“There are only a very small number of microbes that can really store renewable electricity,” a scientist explain.
Bacteria could help us store energy and create biofuels
As we are transitioning to renewable forms of energy, it is becoming increasingly important to produce long-lasting batteries at low costs and in environmentally friend manners.
Enter bacteria. A species known as Shewanella oneidensis, to be precise.
These microorganisms can survive and thrive in both aerobic and anaerobic conditions with or without oxygen. Not only that, but the microbes employ electrons in their metabolism, using energy to make essential precursors for anchoring carbon molecules, a process during which organisms take carbon from carbon dioxide and add it to an organic molecule.
Scientists are working towards artificially engineering a new bacteria that goes a step further by using those precursor molecules to make organic molecules such as biofuels.
A team of scientists at Cornell University in the United States have designed a method that facilitates the uptake of electrons into microbial metabolism for the synthesis of complex energy-dense organic molecules from CO2 and renewable electricity. Even a few microbes can perform the task effectively.
“There are only a very small number of microbes that can really store renewable electricity,” explains Buz Barstow, assistant professor of biological and environmental engineering in the College of Agriculture and Life Sciences who was a key member of the research team.
By examining the genes of the bacteria by help of a technique they call “knockout sudoku,” Barstow and his colleagues inactivated genes one by one to see what functions they each serves.
“We found a lot of genes that we already knew about for getting electrons out of the cell are also involved in getting electrons in,” Barstow said. “Then we also found this totally new set of genes that nobody’s ever seen before that are needed to get electrons into the cell.”

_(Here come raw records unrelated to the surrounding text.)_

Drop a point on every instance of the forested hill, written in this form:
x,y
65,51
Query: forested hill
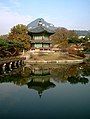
x,y
82,32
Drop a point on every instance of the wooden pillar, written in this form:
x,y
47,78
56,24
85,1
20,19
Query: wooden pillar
x,y
4,67
10,66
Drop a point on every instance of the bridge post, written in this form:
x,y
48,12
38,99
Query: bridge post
x,y
4,68
10,66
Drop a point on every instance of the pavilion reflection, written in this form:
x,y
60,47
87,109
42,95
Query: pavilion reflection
x,y
40,78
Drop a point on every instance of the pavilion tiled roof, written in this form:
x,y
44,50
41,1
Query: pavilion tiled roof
x,y
40,25
41,41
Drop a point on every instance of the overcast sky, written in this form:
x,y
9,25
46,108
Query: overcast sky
x,y
71,14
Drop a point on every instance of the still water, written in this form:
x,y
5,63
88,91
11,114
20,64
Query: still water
x,y
46,92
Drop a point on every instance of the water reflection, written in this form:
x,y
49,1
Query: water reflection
x,y
39,77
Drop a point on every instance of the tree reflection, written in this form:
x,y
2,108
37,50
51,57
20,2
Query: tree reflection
x,y
39,77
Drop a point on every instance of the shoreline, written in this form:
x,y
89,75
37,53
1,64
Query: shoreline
x,y
55,61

Earlier research has shown that these bacteria can serve as “living electrodes.” Other scientists have stressed the allure of this microbe owing to “its extraordinary prospects for energy production, pollution treatment, and biosynthesis.”
Before life on Earth developed photosynthesis, the first bacteria likely used a pathway similar to that found in Shewanella oneidensis for harnessing electrons from oxidizing iron to pull carbon from carbon dioxide for use in making sugars, Barstow and his colleagues speculate.
The pathway that the microbes employ for converting CO2 into sugars and biofuels is highly efficient, they explain. It could easily be scaled up and would be inexpensive to operate.
“When we build a microbe that can eat electrons, which we are doing now, it will incorporate those genes,” said Barstow, who wants to start adding the genes extracted from Shewanella to Escherichia coli, a bacteria commonly used in laboratory experiments.
Engineered bacteria powered by electrons could pave the way for using renewable energy for making biofuels, food and chemicals. They could also be employed for carbon sequestration, the scientists say.